À partir de la gare, un taxi me dépose au Next Hostel.

Le chauffeur m'a jasé une partie de la course en polonais.

Et moi, éperdu, je souriais.

"No polish. No polish" que je lui répétais sans cesse

inutilement.



Tout comme le taxi, la réception de l'hostel n'arrive pas même à cligner des yeux en anglais.

Rien de rien.

"No polish. No polish" que je relance encore.

Me voilà donc qui ressort le crayon et le calepin pour me faire comprendre:

Le bonhomme là, c'est moi.

Et pis ça, c'est un lit.

Et pis ça, la flèche, c'est moi qui s'en va dans le lit.





19 juillet



L'auberge que j'ai déniché n'est ouverte que depuis 10 jours paraît-il.

L'homme qui peinturait rouge la devanture à mon arrivé m'en donnait certainement un indice.

Hier soir, seul dans mon dortoir émanant une odeur de colle à tapis et d'armoires neuves prêts-à-monter, j'ai ( première fois que ça m'arrive en voyage) littéralement déballer mes couvertures (!)

Mon drap contour sortait tout juste du magasin de literie, et ma douillette pouffie portait encore les plissures de l'emballage.

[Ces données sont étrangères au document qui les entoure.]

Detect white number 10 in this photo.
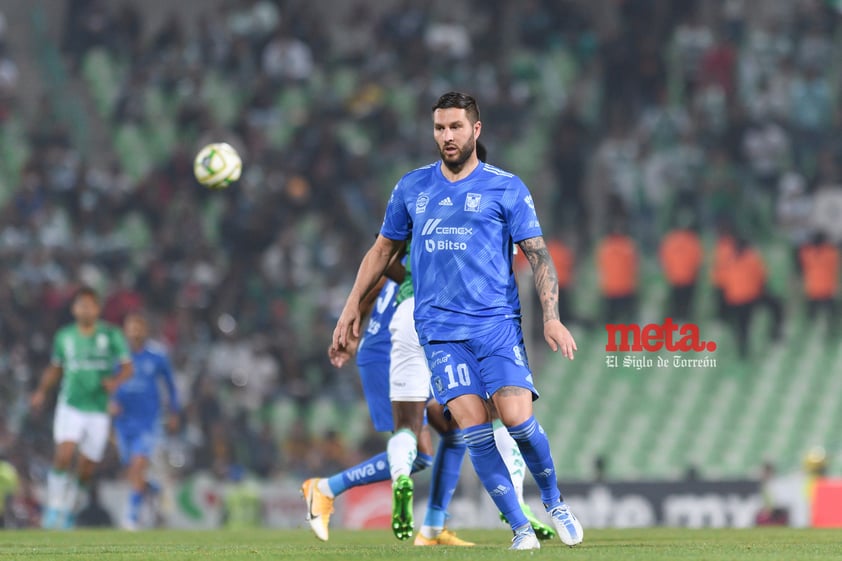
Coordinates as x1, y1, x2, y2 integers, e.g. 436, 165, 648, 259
444, 363, 471, 389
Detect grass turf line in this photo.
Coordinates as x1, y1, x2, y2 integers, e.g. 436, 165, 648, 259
0, 528, 838, 561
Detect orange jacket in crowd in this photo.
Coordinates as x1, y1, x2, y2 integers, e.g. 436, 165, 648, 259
722, 247, 766, 305
515, 238, 574, 288
711, 235, 737, 288
659, 229, 704, 286
800, 244, 839, 300
597, 234, 638, 298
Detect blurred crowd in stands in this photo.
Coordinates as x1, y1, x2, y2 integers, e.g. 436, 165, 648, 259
1, 0, 842, 523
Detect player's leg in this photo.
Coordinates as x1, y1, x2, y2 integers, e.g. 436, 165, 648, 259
482, 324, 583, 546
44, 403, 85, 529
386, 297, 432, 540
387, 400, 425, 540
67, 410, 111, 528
301, 359, 433, 542
414, 401, 472, 546
117, 428, 157, 530
124, 456, 149, 530
301, 424, 434, 542
426, 342, 538, 550
488, 401, 556, 540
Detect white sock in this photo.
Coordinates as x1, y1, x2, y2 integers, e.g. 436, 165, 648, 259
387, 429, 417, 481
65, 478, 82, 515
493, 421, 525, 504
420, 525, 441, 539
47, 469, 69, 511
317, 478, 335, 498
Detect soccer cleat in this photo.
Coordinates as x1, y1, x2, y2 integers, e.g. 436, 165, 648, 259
499, 503, 557, 540
549, 503, 583, 546
391, 475, 414, 540
509, 524, 541, 550
300, 478, 334, 541
413, 529, 475, 546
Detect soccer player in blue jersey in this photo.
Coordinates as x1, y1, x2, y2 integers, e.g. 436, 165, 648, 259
111, 313, 181, 530
333, 92, 583, 550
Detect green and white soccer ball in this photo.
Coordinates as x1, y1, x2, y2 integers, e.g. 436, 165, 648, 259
193, 142, 242, 189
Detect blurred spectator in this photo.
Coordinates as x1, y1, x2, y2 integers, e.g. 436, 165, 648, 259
798, 231, 838, 337
597, 221, 638, 323
659, 219, 704, 321
721, 237, 783, 358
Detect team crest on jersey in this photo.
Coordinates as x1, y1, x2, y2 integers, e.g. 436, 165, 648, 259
465, 193, 482, 212
416, 192, 430, 214
96, 333, 109, 350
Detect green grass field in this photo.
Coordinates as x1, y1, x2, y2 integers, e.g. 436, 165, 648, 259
0, 528, 838, 561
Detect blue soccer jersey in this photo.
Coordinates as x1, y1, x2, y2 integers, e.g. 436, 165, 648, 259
380, 161, 543, 344
113, 342, 180, 432
356, 279, 399, 366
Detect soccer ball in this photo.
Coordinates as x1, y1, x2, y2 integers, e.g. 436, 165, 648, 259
193, 142, 242, 189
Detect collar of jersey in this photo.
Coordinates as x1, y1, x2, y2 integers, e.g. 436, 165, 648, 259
434, 161, 485, 185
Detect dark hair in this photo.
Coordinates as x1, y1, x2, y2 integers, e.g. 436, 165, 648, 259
74, 285, 99, 303
432, 92, 480, 123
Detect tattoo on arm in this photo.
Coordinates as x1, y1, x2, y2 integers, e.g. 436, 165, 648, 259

Je peux dire maintenant qu'en Pologne, j'ai dormi dans une chambre démo de chez IKEA.

...



Quoiqu'à prime abord, Suwałki n'a pas les allures de fin du monde que j'avais en tête, il demeure que la ville ici a quelque chose d'étrange que je ne saurais nommer.

Comme à Bialystok, les HLM communistes couleur pastel longent ici aussi les rues.

Il y a un parc central où les enfants s'amusent dans les jeux d'eau,

et puis un lac au cœur de la ville aussi où pataugent une poignée de canards insouciants.



On entend rire les enfants polonais ici, mais les adultes eux ne parlent presque pas.

Quand ils osent offrir quelques mots, ils le font d'une neutralité déconcertante, ventriloques, en ouvrant presque pas la bouche.



Il y a un silence presqu'angoissant à l'épicerie.

20 polonais s'achètent de la saucisse au comptoir des charcuteries.

Visages en cire. Sans expression. Pas un mot se dit.

Un enfant lance un rire dans les airs.

Il n'y a pas d'écho.

La vie retombe alors rapidement au statu quo.



"End of the world" que la serveuse à Bialystok disait.

Ouais, la fin du monde.

C'est peut-être de ça qu'elle parlait finalement.

...



Le grand soleil finit par se calmer entre les nuages mousseux de l'été du bout de la terre.

J'entre au hasard dans un restaurant, sur une rue passante de Suwałki.

La ville ici n'est pas particulièrement touristique.

J'ai l'impression d'être à un gros Magog en fait.



Je pose mon derrière de voyageur à une table de bois vernis, devant un écran plasma où chante Jay-Z pour combler les silences.

Je me pointe des pierogies (dumpling) épinard-féta dans le menu.

Mon assiette arrive: ce sont des pierogies bacon-patate.



C'est en coupant l'un d'eux, en plein milieu, comme à la dérive des continents

que l'idée m'est venu: et si je mettais les pieds de l'autre côté du bout du monde?

Et si j'allais faire un tour en Lituanie?



Etienne X



Note à Moi-Même:

Les très vieux monsieur aiment parler de la guerre en polonais.